Oxford Street these days, of course, is far too posh for a shabby little amusement arcade like my Uncle Fred's. His lease came up in 1958. There's a tourist shop there now. They pay a fortune for those leases. Mugs and T-shirts. Postcards and miniature Beefeaters. Union Jacks on everything. Red, white and blue bunting. Bags. Hats. Coppers' helmets. Red double-deckers. ‘London,' as my cousin Denny always says, ‘is ikon rich. And that makes
us
rich, Michael, my son.' They move thousands of little Beefeaters and queens on horseback a day, they turn over hundreds of thousands of pounds. Their turnover makes you feel sick. And crowded! Push and shove is the name of the game there now. Roll up, roll up! Can you blame me if I get nostalgic for my boyhood, when it was cheap to enjoy yourself and people said ‘pardon' and ‘sorry'?

‘Years ago,' said my Uncle Fred as we walked home towards Brookgate one night when I still worked for him, ‘we all liked to make money but we didn't feel anxious if we didn't make millions. We just wanted to nod along like everybody else. We thought in terms of equality and fairness. I'm not kidding, Mike. Of course there's always thieves and troublemakers, people who are predatory and live off the weak. The stock market depends on our getting into debt. All this cheap gelt, it's making us into addicts. It's a drug culture and we're mainlining money.'

He was talking about hire purchase. Precredit cards. A different way of getting the poor into debt, but I think he was right. It was nice when ordinary people could take a holiday in Spain, of course, but easy credit is what started the cultural rot. Tourism depends on lots of people everywhere with loads of disposable wealth, which means all kinds of changes go through a place that cultivates it. The real, messy, informative past disappears to be overlaid with bad fiction, with simplified folklore, easy answers. Memory needs to remain complex, debatable. Without those qualities it is mere nostalgic sentimentality. Commodified identity. Souls bought and sold.

‘The more lucrative the story,' Uncle Fred said, ‘the more it gives way to falsification. Barnum knew all about that.' Barnum and Marx were my Uncle Fred's twin saints, his Freud and Jung. ‘My Jekyll and Hind,' he'd joke. If he'd wanted to, Uncle Fred could have brought in a few props and called the arcade Ye Olde Charles Dickens Pennye Emporium or some such and done very well. But
Das Kapital'
s terrible Puritanism reined him back. When Fred's lease ran out he couldn't afford to renew it without borrowing, so he retired on a modest state pension (‘Fair and square,' he always said. ‘You gets back what you pays in'). But of course he also had his savings and his stash of sovereigns to sell when the rate was good and hard times came around. Like all sensible socialists, he hedged his bets in the capitalist world.

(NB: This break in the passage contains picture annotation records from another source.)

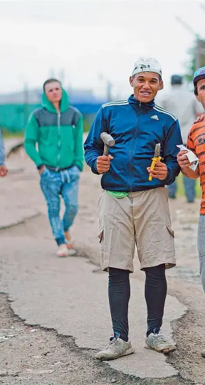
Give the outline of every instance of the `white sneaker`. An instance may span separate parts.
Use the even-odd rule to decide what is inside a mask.
[[[169,353],[176,350],[176,346],[167,341],[160,331],[158,334],[151,333],[145,342],[149,349],[154,349],[161,353]]]
[[[114,360],[134,353],[134,349],[132,347],[131,341],[127,343],[119,337],[112,338],[108,346],[101,350],[94,356],[94,360]]]

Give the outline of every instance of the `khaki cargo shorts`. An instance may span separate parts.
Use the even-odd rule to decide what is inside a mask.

Uncle Fred gave me books he was enthusiastic about. His generation had grown up on the Fabians' popular paperbacks of politics, philosophy and history and the Thinker's Library. He had a shelf full of such stuff. Herbert Read's
What is Revolutionary Art?
was one of his favourites and Jung's
Modern Man in Search of a Soul.
Various commentaries on the Koran, the Bhagavad Gita and the Avesta were among the spiritual studies Uncle Fred had read on myth, human belief and the supernatural in general. He was a secular humanist but he was curious. ‘It's always worth knowing what makes people tick, Mike.' He'd read most of
Mein Kampf
by Hitler. ‘If you know your enemy and can see your enemy, you can protect yourself against him. Or at least know when to run for it. Everything that monster did was in his book. You only had to read it. That's when I split with Stalin, when he signed that treaty with Hitler.' Uncle Fred, like most of his contemporaries, spoke in a tone of taken-for-granted scepticism you heard everywhere in those days, in almost all the papers, on the radio and in films. You heard it in the language of those who had been ‘believers' before the war. That tone reflected the common assumption that religion was a thing of the past and it was now time to build a more rational world. The clergy was represented by dotty old Whitehall-farce vicars and unworldly curates. Only Hollywood made a buck or two from God. Religion and the corrupt romanticism surrounding much of that, and the discredited fascist creeds and their actions, had helped create the horrors of the past twenty years or so. The Church of England, which still turned up on Sunday BBC, and was effectively the conscience of Parliament, was associated with the ‘caring' aspects of the paternalistic establishment. Nobody thought much about that. The church created colourful traditions, of course, and probably we were none the worse for having them, but anyone who seriously believed in God as anything but a philosophical abstraction was sadly deluded. Even T.S. Eliot, the Church of England's big catch, wasn't sure Jesus had existed. It was left to romantics like me to ask what a rational world had got for us already if it wasn't Stalinism, Hitlerism and fascism. All of which promised a golden future but without much attention to detail. We would discover romance in a big way in the 1960s.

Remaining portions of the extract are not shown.